Small RNA and miRNA stability at 37°C. To simulate possible handling conditions of infant urine diaper pad collection overnight (temperature and time), whole urine was incubated at 37°C for up to 8 hours followed by 4°C for 6 hours. A: Bio-Analyzer gel image demonstrates clear alterations in small RNA density patterns with increasing time at 37°C. B: Electropherograms showing miRNA peak (approximately 20 to 25 nucleotides) and concentrations. C: Nanostring miRNA assay heat map of most variable miRNAs across incubation times. One sample from a donor with cystic fibrosis was used in this experiment; each condition was run in triplicate.

Supplemental Figure S2

Analysis of urine extracellular vesicle (EV) miRNA by real-time quantitative PCR (qPCR).

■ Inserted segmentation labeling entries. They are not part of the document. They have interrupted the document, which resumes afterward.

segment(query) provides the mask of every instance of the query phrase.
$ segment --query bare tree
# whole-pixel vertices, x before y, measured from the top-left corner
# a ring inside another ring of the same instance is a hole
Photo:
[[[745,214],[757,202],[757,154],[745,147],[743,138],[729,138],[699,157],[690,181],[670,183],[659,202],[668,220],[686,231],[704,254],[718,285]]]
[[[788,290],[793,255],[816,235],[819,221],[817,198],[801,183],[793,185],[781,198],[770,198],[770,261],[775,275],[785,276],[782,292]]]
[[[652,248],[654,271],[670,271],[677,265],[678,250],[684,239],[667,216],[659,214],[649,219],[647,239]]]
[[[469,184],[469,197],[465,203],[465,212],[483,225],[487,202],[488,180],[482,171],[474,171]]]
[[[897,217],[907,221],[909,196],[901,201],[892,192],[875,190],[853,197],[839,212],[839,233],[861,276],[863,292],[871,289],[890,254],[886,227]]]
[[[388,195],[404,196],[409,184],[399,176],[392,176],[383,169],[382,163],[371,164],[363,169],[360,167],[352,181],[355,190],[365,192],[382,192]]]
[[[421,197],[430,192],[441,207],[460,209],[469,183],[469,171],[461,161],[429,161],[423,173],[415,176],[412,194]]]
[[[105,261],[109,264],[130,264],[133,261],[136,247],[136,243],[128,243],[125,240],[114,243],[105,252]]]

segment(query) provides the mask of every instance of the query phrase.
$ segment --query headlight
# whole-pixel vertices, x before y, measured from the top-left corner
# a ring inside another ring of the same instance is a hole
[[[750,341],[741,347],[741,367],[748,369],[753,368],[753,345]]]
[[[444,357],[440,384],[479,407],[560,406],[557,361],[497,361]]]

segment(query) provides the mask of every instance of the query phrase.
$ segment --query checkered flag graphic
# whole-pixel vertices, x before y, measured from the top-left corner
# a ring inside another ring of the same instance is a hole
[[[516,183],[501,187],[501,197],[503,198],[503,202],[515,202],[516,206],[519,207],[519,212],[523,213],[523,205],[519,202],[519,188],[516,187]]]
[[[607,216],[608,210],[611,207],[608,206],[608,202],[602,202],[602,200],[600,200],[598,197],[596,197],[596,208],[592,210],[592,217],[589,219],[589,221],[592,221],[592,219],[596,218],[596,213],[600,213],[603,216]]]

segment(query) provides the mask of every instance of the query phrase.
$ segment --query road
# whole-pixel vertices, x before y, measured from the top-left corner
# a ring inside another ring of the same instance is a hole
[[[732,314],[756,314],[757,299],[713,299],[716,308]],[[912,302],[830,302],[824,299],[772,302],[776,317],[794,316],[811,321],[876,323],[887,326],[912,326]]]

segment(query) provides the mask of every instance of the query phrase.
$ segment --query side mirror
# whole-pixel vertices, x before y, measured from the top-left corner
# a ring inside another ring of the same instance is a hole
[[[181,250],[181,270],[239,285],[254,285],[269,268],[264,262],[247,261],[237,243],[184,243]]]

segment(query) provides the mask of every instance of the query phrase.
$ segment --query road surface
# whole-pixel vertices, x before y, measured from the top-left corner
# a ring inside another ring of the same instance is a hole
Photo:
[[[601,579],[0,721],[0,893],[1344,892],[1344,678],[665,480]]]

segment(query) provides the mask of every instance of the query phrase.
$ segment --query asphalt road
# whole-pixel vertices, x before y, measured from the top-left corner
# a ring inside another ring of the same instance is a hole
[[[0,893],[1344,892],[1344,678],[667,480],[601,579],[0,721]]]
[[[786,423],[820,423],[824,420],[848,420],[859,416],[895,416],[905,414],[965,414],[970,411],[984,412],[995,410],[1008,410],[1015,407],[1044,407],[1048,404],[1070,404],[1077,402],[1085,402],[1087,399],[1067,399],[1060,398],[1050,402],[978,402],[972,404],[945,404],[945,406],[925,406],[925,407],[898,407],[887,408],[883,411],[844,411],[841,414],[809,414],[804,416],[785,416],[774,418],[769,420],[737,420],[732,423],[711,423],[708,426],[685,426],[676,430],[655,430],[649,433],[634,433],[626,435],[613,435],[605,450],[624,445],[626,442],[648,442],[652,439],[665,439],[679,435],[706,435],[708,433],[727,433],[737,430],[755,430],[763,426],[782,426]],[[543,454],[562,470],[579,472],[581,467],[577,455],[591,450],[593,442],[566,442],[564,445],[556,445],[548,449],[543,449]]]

A: EVs and miRNA were isolated from two groups of individuals. miRNA was assayed by qPCR as a quality control measure of recovered RNA quality. miRNA targets hsa-miR-1285-5p and hsa-miR-451a were measured in one group of individuals. B: Each bar represents an individual. miRNA targets hsa-miR-4454 and hsa-miR-320e were assayed in another group of individuals. TaqMan advanced miRNA assays were used for qPCR. All samples were run in triplicate. Mean Ct values are shown for each participant. Data are expressed as means ± SD (A and B). n = 5 in each group.